これは「商品」なのか「ブランド」なのか?

「商品」と「ブランド」この二つの言葉はよく混同して使われますが、明らかに違う意味を持つ言葉です。「商品」が発売された段階ではまだそれは「ネーム」でしかありません。商品を利用し機能やサービスを経験した上で、顧客のその商品に対するイメージや評価の蓄積が「ブランド」の実体を形成していきます。これが好意的に捉えられているなら、「ブランド価値」があると言えます。こうなれば、多少高くても「やっぱりこのブランドがいい」というような顧客の望ましい態度や行動を引き出していけます。つまりブランドとは、顧客が感じる「物性的価値」+「感性的価値」の合算で表すことができます。まずブランドが成立する絶対条件として、市場で競争力を発揮しうる機能や品質といった「物性的価値」が不可欠です。さらに強いブランドになるためには、顧客にとって良い経験と感情を積み上げ、良好な「感性的価値」を作り出すことが重要です。

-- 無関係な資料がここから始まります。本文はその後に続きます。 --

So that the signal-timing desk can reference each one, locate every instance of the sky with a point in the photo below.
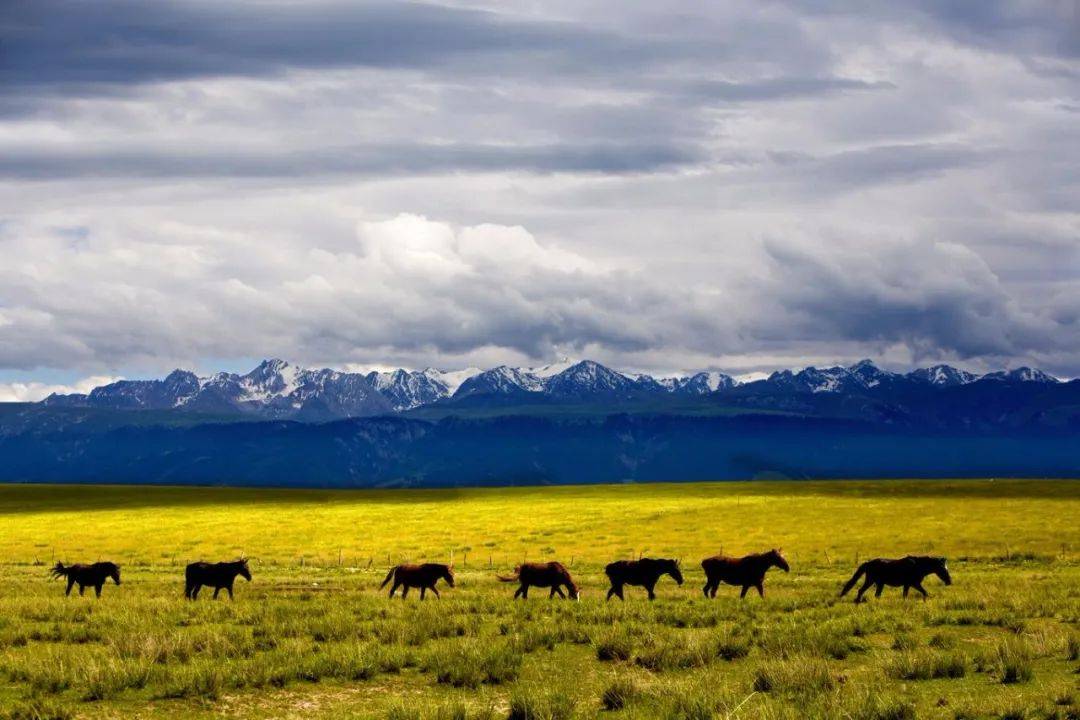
(661, 187)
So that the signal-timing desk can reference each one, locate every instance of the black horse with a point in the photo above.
(643, 573)
(907, 572)
(423, 576)
(542, 574)
(746, 571)
(86, 575)
(217, 575)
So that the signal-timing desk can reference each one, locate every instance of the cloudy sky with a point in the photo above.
(661, 187)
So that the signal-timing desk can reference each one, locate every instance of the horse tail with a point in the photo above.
(854, 579)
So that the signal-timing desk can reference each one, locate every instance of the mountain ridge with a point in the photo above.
(277, 390)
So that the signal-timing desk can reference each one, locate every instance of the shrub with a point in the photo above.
(1014, 662)
(618, 693)
(927, 666)
(795, 677)
(472, 665)
(530, 704)
(615, 646)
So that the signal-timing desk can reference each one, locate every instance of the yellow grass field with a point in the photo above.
(312, 635)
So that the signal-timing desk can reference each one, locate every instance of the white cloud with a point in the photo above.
(31, 392)
(738, 185)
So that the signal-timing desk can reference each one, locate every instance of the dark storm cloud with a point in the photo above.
(356, 161)
(1024, 27)
(687, 185)
(66, 43)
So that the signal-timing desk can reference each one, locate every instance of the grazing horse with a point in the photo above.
(644, 573)
(423, 576)
(907, 572)
(746, 571)
(218, 575)
(92, 575)
(542, 574)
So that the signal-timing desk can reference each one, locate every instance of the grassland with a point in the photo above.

そういう意味では、「新商品」はブランドではないでしょう。それは顧客にその商品に対する経験(認知)がないからであり、良好な感性的価値が生まれていない状態。「まだブランドになっていない」ということです。ブランドになる為には、顧客にとっての良い経験を作ることが重要です。商品ブランド開発とは、他にはないコンセプトを創出し、それを価値として、顧客との様々な接点(タッチポイント)で理想的なイメージを持ってもらう為の経験をつくり、ファンになってもらう為の活動です。それにより時間をかけて、顧客の頭や心の中で商品が「ブランド」へと育っていきます。一方、課題を抱える既存ブランドの商品ブランド開発(リ・ブランディング)においては、課題の主立った原因は、企業側が思う理想的なブランドイメージと顧客が持つイメージとの間にギャップが生じていることであり、そのギャップを埋める為にコンセプトや価値規定を見直し、ブランドイメージの方向性を調整していく活動という事になります。何れにしても、商品ブランド開発の大きな目標は「伝えたいことを明確にし、それを顧客に的確に伝わるようにすること」といえるでしょう。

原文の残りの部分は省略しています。